Ce qui les sauvait, c'étaient les deux premiers chars qui brûlaient et empêchaient une attaque directe des Allemands. La ravine les protégeait sur la gauche, le petit bois sur la droite. Du moins le pensaient-ils. C'est pourquoi lorsque, dans un bruit de troncs cassés, écrasant les buissons, surgit un char, ils n'eurent même pas le temps d'avoir peur. Le char tirait à vue, mais celui qui était blotti dans ses entrailles étouffantes s'était trop hâté.
L'explosion projeta Ivan à terre. Il roula dans la tranchée, tâtonna dans un trou pour trouver le manche de la grenade et, repliant le bras, il la lança. La terre tressaillit – il n'entendit pas l'explosion, mais la ressentit dans son corps. Il passa la tête au-dessus de la tranchée et vit la fumée noire et les ombres qui sortaient de la tourelle. Tout cela dans une surdité à la fois sonore et cotonneuse. Pas de mitraillette à portée de main. Il jeta encore une grenade, la dernière…

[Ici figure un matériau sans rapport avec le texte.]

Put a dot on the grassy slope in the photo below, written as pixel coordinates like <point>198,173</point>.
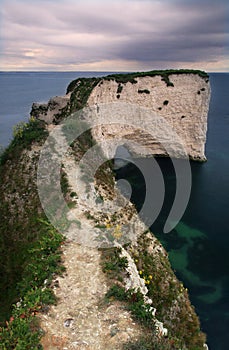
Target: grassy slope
<point>24,233</point>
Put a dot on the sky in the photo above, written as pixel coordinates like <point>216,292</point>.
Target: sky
<point>114,35</point>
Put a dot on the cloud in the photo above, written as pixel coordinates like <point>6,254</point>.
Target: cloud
<point>137,34</point>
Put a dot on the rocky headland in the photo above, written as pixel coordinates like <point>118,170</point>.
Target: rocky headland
<point>121,295</point>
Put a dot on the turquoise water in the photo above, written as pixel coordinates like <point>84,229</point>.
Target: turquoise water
<point>198,246</point>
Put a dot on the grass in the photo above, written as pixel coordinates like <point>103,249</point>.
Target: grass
<point>169,297</point>
<point>25,134</point>
<point>34,291</point>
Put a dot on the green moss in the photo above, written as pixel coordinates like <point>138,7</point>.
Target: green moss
<point>25,134</point>
<point>145,91</point>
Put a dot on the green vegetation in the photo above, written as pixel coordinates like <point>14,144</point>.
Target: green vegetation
<point>169,296</point>
<point>131,77</point>
<point>29,246</point>
<point>119,89</point>
<point>145,91</point>
<point>24,136</point>
<point>34,293</point>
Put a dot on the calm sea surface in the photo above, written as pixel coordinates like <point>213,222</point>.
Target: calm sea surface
<point>198,246</point>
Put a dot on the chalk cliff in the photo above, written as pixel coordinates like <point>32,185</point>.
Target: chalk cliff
<point>119,296</point>
<point>177,100</point>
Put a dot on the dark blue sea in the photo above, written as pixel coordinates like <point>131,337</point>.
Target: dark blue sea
<point>198,246</point>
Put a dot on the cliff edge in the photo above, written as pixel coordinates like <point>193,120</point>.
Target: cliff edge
<point>121,295</point>
<point>179,99</point>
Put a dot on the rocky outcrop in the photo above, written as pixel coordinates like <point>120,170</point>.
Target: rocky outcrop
<point>177,103</point>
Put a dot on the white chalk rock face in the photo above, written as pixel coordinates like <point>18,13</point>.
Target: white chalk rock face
<point>182,106</point>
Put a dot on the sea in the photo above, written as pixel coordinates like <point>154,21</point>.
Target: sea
<point>198,245</point>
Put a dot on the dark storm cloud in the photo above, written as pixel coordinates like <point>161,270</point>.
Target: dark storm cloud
<point>61,33</point>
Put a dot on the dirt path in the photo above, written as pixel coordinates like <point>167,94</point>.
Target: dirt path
<point>82,319</point>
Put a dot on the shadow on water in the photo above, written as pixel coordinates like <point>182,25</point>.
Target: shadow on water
<point>197,245</point>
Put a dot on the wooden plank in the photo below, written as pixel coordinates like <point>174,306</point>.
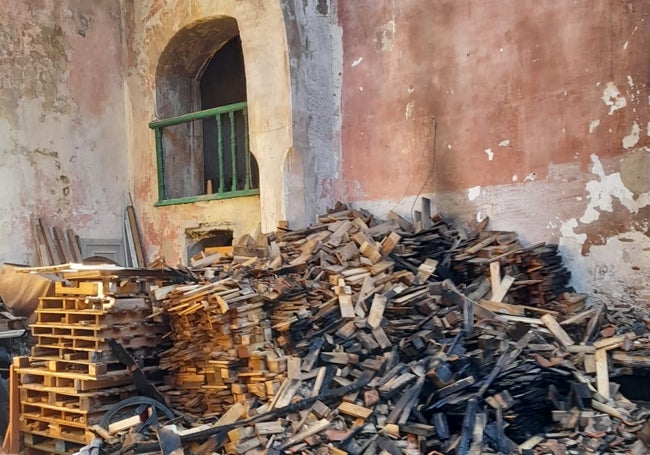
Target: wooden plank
<point>346,307</point>
<point>376,313</point>
<point>60,246</point>
<point>495,275</point>
<point>354,410</point>
<point>500,292</point>
<point>504,308</point>
<point>602,373</point>
<point>11,442</point>
<point>557,331</point>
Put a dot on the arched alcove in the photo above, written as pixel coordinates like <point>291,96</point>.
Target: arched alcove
<point>201,101</point>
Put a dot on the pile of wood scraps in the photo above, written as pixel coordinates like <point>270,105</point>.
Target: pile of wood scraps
<point>358,336</point>
<point>72,376</point>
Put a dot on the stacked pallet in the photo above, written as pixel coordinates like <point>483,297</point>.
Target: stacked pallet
<point>72,377</point>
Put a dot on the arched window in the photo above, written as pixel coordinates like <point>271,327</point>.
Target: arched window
<point>202,136</point>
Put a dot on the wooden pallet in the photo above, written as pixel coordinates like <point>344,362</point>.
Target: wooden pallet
<point>79,382</point>
<point>69,398</point>
<point>36,444</point>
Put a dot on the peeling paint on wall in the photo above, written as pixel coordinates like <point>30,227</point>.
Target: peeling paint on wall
<point>613,98</point>
<point>632,139</point>
<point>473,193</point>
<point>386,33</point>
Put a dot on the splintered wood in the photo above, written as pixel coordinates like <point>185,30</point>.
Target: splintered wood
<point>222,347</point>
<point>359,336</point>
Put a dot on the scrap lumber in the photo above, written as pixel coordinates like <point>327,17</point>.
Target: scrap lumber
<point>72,377</point>
<point>426,361</point>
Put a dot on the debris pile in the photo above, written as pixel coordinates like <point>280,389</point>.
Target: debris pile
<point>402,339</point>
<point>73,376</point>
<point>357,335</point>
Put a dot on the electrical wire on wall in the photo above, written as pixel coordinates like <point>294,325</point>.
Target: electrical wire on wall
<point>431,173</point>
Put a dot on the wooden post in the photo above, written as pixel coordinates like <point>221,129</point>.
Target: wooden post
<point>11,443</point>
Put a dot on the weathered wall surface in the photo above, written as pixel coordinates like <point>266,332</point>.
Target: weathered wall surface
<point>535,114</point>
<point>315,57</point>
<point>151,24</point>
<point>62,132</point>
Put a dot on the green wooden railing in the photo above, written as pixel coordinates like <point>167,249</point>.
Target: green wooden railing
<point>235,188</point>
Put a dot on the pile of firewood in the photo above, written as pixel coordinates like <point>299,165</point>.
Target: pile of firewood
<point>357,335</point>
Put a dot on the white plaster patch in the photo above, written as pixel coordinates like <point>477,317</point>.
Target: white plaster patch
<point>387,31</point>
<point>633,138</point>
<point>567,230</point>
<point>409,110</point>
<point>474,192</point>
<point>613,98</point>
<point>602,191</point>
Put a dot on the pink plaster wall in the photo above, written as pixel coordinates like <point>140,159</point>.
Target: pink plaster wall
<point>63,151</point>
<point>529,73</point>
<point>532,113</point>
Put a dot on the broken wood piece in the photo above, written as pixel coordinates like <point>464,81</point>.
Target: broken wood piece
<point>500,292</point>
<point>503,308</point>
<point>602,373</point>
<point>557,331</point>
<point>376,313</point>
<point>317,427</point>
<point>495,275</point>
<point>354,410</point>
<point>346,307</point>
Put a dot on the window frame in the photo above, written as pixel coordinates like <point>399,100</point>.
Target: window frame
<point>158,125</point>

Dans le même silence feutré, il quitta la tranchée et vit la steppe vide, les chars fumants, le chaos des terres labourées, des cadavres et des arbres déchiquetés. À l'ombre du canon était assis un Sibérien âgé, Lagoun. Voyant Ivan, il se leva, lui fit un signe de tête et dit quelque chose. Il se dirigea, toujours dans un silence irréel, vers la petite tranchée du mitrailleur. Celui-ci était à moitié couché sur le flanc, la bouche entrouverte et tordue par une telle souffrance qu'Ivan, sans l'entendre, vit son cri. Sur ses mains ensanglantées, il ne restait plus que les pouces. Lagoun commença à le panser en lavant ses moignons avec l'alcool de la gourde et en les serrant fortement. Le mitrailleur ouvrit la bouche encore plus grand et se renversa sur le dos.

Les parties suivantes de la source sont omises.